Dari contoh-contoh ijtihad yang dilakukan oleh Rasulullah SAW, demikian pula oleh para sahabatnya baik di kala Rasulullah SAW masih hidup atau setelah beliau wafat, tampak adanya cara-cara yang digunakannya, sekalipun tidak dikemukakan dan tidak disusun kaidah-kaidah (aturan-aturan)nya ; sebagaimana yang kita kenal dalam Ilmu Ushul Fiqh ; karena pada masa Rasulullah SAW, demikian pula pada masa sahabatnya, tidak dibutuhkan adanya kaidah-kaidah dalam berijtihad dengan kata lain pada masa Rasulullah SAW dan pada masa sahabat telah terjadi praktek berijtihad, hanya saja pada waktu-waktu itu tidak disusun sebagai suatu ilmu yang kelak disebut dengan Ilmu Ushul Fiqh karena pada waktu-waktu itu tidak dibutuhkan adanya. Yang demikian itu, karena Rasulullah SAW mengetahui cara-cara nash dalam menunjukkan hukum baik secara langsung atau tidak langsung, sehingga beliau tidak membutuhkan adanya kaidah-kaidah dalam berijtihad, karena mereka mengetahui sebab-sebab turun (asbabun nuzul) ayat-ayat Al-Qur'an, sebab-sebab datang (asbabul wurud) Al- Hadits, mempunyai ketajaman dalam memahami rahasia-rahasia, tujuan dan dasar-dasar syara' dalam menetapkan hukum yang mereka peroleh karena mereka mempunyai pengetahuan yang luas dan mendalam terhadap bahasa mereka sendiri (Arab) yang juga bahasa Al-Qur'an dan As-Sunnah. Dengan pengetahuan yang mereka miliki itu, mereka mampu berijtihad tanpa membutuhkan adanya kaidah-kaidah.

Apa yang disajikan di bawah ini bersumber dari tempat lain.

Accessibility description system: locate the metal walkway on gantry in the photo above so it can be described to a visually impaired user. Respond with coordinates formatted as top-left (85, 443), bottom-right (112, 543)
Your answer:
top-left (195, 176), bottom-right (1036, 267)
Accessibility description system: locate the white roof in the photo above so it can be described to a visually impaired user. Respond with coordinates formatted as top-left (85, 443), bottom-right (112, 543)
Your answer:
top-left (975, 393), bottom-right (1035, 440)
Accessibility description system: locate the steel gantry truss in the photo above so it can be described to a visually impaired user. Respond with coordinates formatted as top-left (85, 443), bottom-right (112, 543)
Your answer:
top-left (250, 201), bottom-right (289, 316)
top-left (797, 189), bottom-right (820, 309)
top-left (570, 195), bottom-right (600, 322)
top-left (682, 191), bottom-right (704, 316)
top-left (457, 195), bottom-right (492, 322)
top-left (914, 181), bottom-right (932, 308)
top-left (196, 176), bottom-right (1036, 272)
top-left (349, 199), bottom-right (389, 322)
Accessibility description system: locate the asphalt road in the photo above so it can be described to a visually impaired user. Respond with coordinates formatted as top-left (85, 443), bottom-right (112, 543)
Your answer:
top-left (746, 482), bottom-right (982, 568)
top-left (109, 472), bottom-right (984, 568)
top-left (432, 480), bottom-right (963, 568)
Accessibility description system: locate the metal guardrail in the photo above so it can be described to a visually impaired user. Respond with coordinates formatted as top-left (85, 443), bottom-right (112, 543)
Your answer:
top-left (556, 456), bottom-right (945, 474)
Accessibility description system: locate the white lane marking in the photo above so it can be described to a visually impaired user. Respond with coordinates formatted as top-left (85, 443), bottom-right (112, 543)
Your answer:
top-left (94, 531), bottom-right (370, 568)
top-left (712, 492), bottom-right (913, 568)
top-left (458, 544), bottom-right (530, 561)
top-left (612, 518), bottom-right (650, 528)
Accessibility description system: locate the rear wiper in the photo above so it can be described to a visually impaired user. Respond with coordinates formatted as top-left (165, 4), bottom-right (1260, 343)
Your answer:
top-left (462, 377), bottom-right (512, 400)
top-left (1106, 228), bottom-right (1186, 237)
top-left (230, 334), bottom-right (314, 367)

Pada masa tabi'in, tabi'it-tabi'in dan para imam mujtahid, di sekitar abad II dan III Hijriyah wilayah kekuasaan Islam telah menjadi semakin luas, sampai ke daerah-daerah yang dihuni oleh orang-orang yang bukan bangsa Arab atau tidak berbahasa Arab dan beragam pula situasi dan kondisinya serta adat istiadatnya. Banyak diantara para ulama yang bertebaran di daerah-daerah tersebut dan tidak sedikit penduduk daerah-daerah itu yang memeluk agama Islam. Dengan semakin tersebarnya agama Islam di kalangan penduduk dari berbagai daerah tersebut, menjadikan semakin banyak persoalan-persoalan hukum yang timbul. Yang tidak didapati ketetapan hukumnya dalam Al-Qur'an dan As-Sunnah. Untuk itu para ulama yang tinggal di berbagai daerah itu berijtihad mencari ketetapan hukumnya.

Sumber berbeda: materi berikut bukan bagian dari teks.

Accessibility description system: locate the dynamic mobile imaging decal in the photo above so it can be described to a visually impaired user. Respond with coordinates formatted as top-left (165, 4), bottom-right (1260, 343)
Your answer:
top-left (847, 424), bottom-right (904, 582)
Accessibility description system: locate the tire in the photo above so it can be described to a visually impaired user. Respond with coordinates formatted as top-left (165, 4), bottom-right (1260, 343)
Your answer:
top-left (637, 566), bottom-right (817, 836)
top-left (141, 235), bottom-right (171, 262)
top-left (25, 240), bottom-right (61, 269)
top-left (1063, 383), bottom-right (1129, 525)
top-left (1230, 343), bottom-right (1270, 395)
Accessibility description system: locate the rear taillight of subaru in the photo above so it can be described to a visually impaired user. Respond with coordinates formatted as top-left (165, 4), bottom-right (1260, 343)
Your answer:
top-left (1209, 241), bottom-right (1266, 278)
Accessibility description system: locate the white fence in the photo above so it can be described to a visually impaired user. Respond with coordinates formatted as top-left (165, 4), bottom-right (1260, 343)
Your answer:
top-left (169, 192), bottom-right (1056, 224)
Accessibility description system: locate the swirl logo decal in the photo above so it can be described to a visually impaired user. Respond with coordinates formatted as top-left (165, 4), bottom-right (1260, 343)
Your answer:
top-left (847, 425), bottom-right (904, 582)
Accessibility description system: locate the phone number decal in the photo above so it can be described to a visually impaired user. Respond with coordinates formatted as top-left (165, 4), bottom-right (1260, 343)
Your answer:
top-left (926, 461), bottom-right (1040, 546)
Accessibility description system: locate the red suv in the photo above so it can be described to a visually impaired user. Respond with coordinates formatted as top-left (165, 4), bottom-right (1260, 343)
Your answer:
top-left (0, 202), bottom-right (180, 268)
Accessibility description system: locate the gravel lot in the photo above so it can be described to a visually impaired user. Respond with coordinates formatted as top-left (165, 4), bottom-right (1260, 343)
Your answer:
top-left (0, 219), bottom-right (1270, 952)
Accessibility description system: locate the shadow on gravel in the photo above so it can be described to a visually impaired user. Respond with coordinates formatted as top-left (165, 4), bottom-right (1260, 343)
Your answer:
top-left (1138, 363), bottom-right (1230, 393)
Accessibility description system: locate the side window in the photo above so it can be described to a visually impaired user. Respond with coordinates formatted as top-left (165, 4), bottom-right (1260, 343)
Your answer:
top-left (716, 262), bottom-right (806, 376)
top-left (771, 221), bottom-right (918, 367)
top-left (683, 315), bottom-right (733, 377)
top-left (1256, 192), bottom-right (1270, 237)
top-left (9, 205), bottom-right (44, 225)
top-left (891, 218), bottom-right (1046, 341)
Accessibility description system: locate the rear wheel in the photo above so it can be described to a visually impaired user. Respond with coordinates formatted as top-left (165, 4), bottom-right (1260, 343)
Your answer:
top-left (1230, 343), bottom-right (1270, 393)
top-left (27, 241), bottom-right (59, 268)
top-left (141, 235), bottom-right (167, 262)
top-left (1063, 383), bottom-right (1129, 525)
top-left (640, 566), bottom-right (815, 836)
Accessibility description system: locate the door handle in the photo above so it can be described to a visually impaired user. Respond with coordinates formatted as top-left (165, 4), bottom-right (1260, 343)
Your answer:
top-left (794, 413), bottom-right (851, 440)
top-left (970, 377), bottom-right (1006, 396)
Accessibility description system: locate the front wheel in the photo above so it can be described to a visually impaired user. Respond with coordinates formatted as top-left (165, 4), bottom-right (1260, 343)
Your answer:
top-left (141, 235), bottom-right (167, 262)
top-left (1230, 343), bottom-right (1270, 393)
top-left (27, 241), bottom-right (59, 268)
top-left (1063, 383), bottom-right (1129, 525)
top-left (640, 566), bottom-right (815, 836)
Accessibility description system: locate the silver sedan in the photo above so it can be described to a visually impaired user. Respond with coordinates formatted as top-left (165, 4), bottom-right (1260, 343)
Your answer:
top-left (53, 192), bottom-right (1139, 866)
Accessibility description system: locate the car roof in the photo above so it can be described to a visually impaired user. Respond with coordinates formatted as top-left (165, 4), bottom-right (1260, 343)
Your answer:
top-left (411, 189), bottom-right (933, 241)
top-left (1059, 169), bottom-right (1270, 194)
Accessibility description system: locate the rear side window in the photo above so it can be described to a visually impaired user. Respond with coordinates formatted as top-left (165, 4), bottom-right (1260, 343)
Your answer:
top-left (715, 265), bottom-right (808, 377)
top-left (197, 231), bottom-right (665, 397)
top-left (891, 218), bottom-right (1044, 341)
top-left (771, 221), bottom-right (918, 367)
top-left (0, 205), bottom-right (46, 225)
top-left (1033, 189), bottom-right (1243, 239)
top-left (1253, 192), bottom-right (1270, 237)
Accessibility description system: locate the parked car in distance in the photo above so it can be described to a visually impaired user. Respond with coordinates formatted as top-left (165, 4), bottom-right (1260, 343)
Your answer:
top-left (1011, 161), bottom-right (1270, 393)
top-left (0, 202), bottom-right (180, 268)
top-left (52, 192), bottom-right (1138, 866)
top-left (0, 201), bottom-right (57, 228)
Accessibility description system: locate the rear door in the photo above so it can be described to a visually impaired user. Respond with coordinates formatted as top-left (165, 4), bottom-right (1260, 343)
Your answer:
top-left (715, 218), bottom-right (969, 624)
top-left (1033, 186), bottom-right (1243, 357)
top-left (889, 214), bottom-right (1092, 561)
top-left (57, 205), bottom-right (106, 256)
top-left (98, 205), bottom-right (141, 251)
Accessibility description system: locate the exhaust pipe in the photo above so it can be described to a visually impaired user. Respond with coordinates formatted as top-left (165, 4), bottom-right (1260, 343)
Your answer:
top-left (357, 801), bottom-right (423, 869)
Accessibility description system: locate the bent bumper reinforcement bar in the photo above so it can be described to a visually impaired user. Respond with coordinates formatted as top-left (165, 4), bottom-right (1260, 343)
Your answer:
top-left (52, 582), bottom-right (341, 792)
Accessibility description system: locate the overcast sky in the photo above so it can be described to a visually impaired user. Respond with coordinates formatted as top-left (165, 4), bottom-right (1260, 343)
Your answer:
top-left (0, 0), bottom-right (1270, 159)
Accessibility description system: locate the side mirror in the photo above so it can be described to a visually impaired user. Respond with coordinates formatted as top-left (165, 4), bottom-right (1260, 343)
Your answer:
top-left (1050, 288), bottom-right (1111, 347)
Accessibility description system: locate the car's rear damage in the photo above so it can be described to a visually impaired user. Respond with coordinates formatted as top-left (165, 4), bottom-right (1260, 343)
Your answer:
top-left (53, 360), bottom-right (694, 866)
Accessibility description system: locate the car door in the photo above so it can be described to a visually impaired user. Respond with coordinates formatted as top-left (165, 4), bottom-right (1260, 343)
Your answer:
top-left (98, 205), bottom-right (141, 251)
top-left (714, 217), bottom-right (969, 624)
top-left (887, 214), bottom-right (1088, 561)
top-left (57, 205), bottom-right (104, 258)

Karena banyaknya persoalan-persoalan hukum yang timbul dan karena pengaruh kemajuan ilmu pengetahuan dalam berbagai bidang yang berkembang dengan pesat yang terjadi pada masa ini, kegiatan ijtihad juga mencapai kemajuan yang besar dan lebih bersemarak.

Dalam pada itu, pada masa ini juga semakin banyak terjadi perbedaan dan perdebatan antara para ulama mengenai hasil ijtihad, dalil dan jalan-jalan yang ditempuhnya. Perbedaan dan perdebatan tersebut, bukan saja antara ulama satu daerah dengan daerah yang lain, tetapi juga antara para ulama yang sama-sama tinggal dalam satu daerah.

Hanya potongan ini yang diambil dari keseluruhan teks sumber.